In another entry I refer
to the “cascade of chaos” in the pages of Harper’s
Weekly in a description of Neapolitan street
life from the mid-1800s. (A short excerpt, as a
reminder):
…water-sellers bawling iced water; pious minstrels playing doleful bagpipes under a statue of the virgin; Sicilian girls dancing the tarantella with uncommon vigor; friars roaring that they only want a gran more to save a soul from hell; boys fighting for watermelons; exchange tables loaded with copper; lemonade-stands mounted by triumphal arches, bedizened with gold paper and wreathes of flowers; macaroni-dealers ladling huge masses of the smoking delicacy out of cauldrons, and beseeching the crowd not to let it cool; more monks tinkling little bells, and knocking Punch and the conjuror over as they hurry past with a dead man… |
I enjoy
comparing that with similar passages from other sources
—famous ones— from around the same time. Here is a short
passage from Pictures of Italy by Charles
Dickens: (Click here for
the entire excerpt.)
…for all Naples would seem to be out of doors, and tearing to and fro in carriages. Some of these, the common Vetturino vehicles, are drawn by three horses abreast, decked with smart trappings and great abundance of brazen ornament, and always going very fast. Not that their loads are light; for the smallest of them has at least six people inside, four in front, four or five more hanging on behind, and two or three more, in a net or bag below the axle-tree, where they lie half-suffocated with mud and dust. Exhibitors of Punch, buffo singers with guitars, reciters of poetry, reciters of stories, a row of cheap exhibitions with clowns and showmen, drums, and trumpets, painted cloths representing the wonders within, and admiring crowds assembled without, assist the whirl and bustle. Ragged lazzaroni lie asleep in doorways, archways, and kennels; the gentry, gaily dressed, are dashing up and down in carriages on the Chiaji, or walking in the Public Gardens; and quiet letter-writers, perched behind their little desks and inkstands under the Portico of the Great Theatre of San Carlo, in the public street, are waiting for clients... |
And one from The Innocents
Abroad by Mark Twain: (Click
here for the entire excerpt.)
…I will
observe here, in passing, that the contrasts
between opulence and poverty, and magnificence
and misery, are more frequent and more
striking in Naples than in Paris even.

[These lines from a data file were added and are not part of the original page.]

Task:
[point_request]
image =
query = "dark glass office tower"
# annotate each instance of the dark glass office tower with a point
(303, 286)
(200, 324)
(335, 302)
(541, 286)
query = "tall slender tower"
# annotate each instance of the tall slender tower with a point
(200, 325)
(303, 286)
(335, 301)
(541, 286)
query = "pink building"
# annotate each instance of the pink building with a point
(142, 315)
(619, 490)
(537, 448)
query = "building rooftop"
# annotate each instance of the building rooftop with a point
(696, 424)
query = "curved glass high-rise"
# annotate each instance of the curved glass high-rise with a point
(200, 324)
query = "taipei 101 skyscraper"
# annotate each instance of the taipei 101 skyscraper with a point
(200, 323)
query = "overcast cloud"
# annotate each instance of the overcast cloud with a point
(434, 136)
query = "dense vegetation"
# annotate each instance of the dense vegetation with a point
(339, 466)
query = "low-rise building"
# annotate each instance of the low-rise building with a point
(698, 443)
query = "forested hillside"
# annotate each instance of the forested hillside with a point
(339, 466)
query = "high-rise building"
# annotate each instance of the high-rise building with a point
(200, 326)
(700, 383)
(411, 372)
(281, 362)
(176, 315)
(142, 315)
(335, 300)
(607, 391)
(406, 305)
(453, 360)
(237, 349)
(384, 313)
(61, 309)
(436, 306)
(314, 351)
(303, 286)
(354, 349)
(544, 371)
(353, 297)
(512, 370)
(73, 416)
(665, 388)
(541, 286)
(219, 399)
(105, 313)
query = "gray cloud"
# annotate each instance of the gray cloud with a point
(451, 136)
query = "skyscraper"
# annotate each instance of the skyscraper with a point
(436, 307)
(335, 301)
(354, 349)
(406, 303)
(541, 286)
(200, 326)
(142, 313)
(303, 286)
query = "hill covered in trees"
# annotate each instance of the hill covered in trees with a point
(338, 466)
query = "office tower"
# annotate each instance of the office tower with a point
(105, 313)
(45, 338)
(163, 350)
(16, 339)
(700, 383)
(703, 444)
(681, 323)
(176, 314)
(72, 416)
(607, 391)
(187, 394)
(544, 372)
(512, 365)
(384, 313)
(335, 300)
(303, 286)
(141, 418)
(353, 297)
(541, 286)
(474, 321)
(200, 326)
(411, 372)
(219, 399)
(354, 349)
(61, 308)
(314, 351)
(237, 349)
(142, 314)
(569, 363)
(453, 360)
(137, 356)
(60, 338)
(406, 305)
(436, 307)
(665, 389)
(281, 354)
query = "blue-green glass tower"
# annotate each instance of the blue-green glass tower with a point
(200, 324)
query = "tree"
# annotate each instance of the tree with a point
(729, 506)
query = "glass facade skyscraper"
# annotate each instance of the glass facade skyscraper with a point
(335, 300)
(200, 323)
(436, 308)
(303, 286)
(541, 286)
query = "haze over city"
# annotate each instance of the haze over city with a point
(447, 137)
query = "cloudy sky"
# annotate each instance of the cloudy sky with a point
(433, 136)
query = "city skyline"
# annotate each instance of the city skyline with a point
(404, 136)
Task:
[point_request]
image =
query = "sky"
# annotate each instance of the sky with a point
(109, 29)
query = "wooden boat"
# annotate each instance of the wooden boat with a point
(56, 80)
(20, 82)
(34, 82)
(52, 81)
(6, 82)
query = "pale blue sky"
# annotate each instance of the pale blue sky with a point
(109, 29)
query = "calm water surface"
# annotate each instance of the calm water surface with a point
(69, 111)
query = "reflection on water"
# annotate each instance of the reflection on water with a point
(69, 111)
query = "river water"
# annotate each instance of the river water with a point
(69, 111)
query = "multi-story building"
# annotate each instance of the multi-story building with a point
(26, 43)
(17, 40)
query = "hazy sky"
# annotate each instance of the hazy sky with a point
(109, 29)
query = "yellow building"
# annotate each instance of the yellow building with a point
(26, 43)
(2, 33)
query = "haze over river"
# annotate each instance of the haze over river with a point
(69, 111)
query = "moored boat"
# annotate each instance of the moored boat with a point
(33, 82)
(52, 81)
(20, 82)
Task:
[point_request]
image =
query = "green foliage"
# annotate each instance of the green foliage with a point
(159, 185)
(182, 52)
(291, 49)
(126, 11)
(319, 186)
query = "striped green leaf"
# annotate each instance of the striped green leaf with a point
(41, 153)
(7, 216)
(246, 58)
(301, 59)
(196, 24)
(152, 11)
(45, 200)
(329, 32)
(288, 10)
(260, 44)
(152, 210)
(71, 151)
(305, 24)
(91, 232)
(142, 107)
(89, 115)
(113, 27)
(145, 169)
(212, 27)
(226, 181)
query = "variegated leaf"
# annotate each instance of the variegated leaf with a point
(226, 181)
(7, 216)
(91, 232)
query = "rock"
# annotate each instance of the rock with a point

One
must go to the Bois de Boulogne to see
fashionable dressing, splendid equipages, and
stunning liveries, and to the Faubourg St.
An-toine to see vice, misery, hunger, rags,
dirt — but in the thoroughfares of Naples
these things are all mixed together. Naked
boys of nine years and the fancy-dressed
children of luxury; shreds and tatters, and
brilliant uniforms; jackass carts and state
carriages; beggars, princes, and bishops,
jostle each other in every street.
At six o’clock every evening, all Naples turns out to drive on the Riviera di Chiaja (whatever that may mean); and for two hours one may stand there and see the motliest and the worst-mixed procession go by that ever eyes beheld. Princes (there are more princes than policemen in Naples - the city is infested with them) - princes who live up seven flights of stairs and don’t own any principalities, will keep a carriage and go hungry; and clerks, mechanics, milliners, and strumpets will go without their dinners and squander the money on a hack-ride in the Chiaja; the rag-tag and rubbish of the city stack themselves up, to the number of twenty or thirty, on a rickety little go-cart hauled by a donkey not much bigger than a cat, and they drive in the Chiaja; dukes and bankers, in sumptuous carriages and with gorgeous drivers and footmen, turn out, also, and so the furious procession goes. For two hours rank and wealth, and obscurity and poverty, clatter along side by side in the wild procession, and then go home serene, happy, covered with glory!… |
Today, it is still possible to catch a carriage ride if
you are a tourist and want to pay whatever exorbitant
fare they charge for clip-clopping along the seaside on
via Caracciolo, a street that did not exist in
the mid-1800s; however, some of the romance goes out of
the experience amid the din of cars, motor-scooters, and
all-around roar of technology. It’s a tough call, but on
a bad day in modern Naples, those descriptions from the
1800s sometimes seem almost bucolic.